Express June 20, 2010
Al Qaeda sets conditions for talks with US

Al Qaeda asks US President Barack Obama to “cease all interference in religion, society, politics, economy and government of the Islamic world,” the network’s spokesman said in a video message posted on militant websites on Sunday.

US-born Adam Yahiye Gadahn called on Obama to stop interfering in the region’s educational curricula and end broadcasts targeting the Muslim world, “especially those designed to alter or destroy the faith, minds, morals and values of our Muslim people.”

Gadahn said that the network’s conditions for peace with Washington include the withdrawal of US troops from Afghanistan and Iraq, ending support for Israel, and releasing Muslim prisoners.

“Legitimate Demands 2, Barack’s Dilemma,” produced by al Qaeda’s media arm, al Sahab production, shows Gadahn, wearing a white turban, as he speaks in English with Arabic subtitles.

Gadahn said the Democrats’ loss in January of a Senate seat in the US state of Massachusetts underlined Obama’s falling popularity.

“You are no longer the popular man you once were, a year ago or so.
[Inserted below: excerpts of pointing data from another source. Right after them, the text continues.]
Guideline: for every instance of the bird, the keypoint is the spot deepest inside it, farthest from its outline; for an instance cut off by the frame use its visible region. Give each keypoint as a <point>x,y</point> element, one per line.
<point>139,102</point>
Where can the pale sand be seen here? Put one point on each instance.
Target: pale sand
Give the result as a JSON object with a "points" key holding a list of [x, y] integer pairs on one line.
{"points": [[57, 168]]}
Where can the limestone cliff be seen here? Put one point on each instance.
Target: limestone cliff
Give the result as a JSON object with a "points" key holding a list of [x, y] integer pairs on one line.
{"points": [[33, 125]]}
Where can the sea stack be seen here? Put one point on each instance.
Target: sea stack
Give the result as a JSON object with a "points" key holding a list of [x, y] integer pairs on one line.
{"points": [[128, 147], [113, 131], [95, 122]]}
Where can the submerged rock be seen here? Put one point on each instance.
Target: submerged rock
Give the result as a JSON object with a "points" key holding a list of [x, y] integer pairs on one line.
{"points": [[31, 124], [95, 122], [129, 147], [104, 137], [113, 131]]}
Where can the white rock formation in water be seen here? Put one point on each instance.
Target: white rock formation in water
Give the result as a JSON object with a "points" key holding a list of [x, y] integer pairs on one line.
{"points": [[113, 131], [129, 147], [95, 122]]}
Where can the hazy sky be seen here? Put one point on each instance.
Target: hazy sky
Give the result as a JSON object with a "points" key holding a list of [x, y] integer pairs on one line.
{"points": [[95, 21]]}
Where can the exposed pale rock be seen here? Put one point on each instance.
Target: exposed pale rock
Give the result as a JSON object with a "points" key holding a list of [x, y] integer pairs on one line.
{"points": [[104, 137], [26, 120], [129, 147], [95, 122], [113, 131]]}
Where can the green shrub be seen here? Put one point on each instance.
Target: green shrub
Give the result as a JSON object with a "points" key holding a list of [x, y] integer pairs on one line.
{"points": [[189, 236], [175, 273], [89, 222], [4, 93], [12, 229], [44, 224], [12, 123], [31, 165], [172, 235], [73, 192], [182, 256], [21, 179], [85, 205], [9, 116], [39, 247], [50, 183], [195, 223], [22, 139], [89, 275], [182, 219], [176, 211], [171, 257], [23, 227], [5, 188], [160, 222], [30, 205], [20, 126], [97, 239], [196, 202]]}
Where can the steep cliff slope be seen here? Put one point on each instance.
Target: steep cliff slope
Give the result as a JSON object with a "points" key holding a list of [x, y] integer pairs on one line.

Don’t let the standing ovations you get wherever you go fool you. After all, didn’t they keep applauding George W Bush until the day he left office in disgrace?”

Gadahn, also known as Azzam al Amriki, has appeared in a number of videos by al Qaeda and has been wanted by the FBI since 2004.

In the 24-minute video entitled “legitimate demands” Gadahn asked the US president to “withdraw all his soldiers, spies, security advisors, trainers, attaches, business, robots, drones and other US personnel, ships and aircraft of all Muslim countries, from Afghanistan to Zanzibar.

He also asked Obama to end his support “both moral and material” to Israel, to boycott Israel and to stop supporting “detestable” regimes in the Muslim world to “stop interfering” in the affairs of Muslims and to release Muslim prisoners detained by the United States.

Published in The Express Tribune, June 21st, 2010.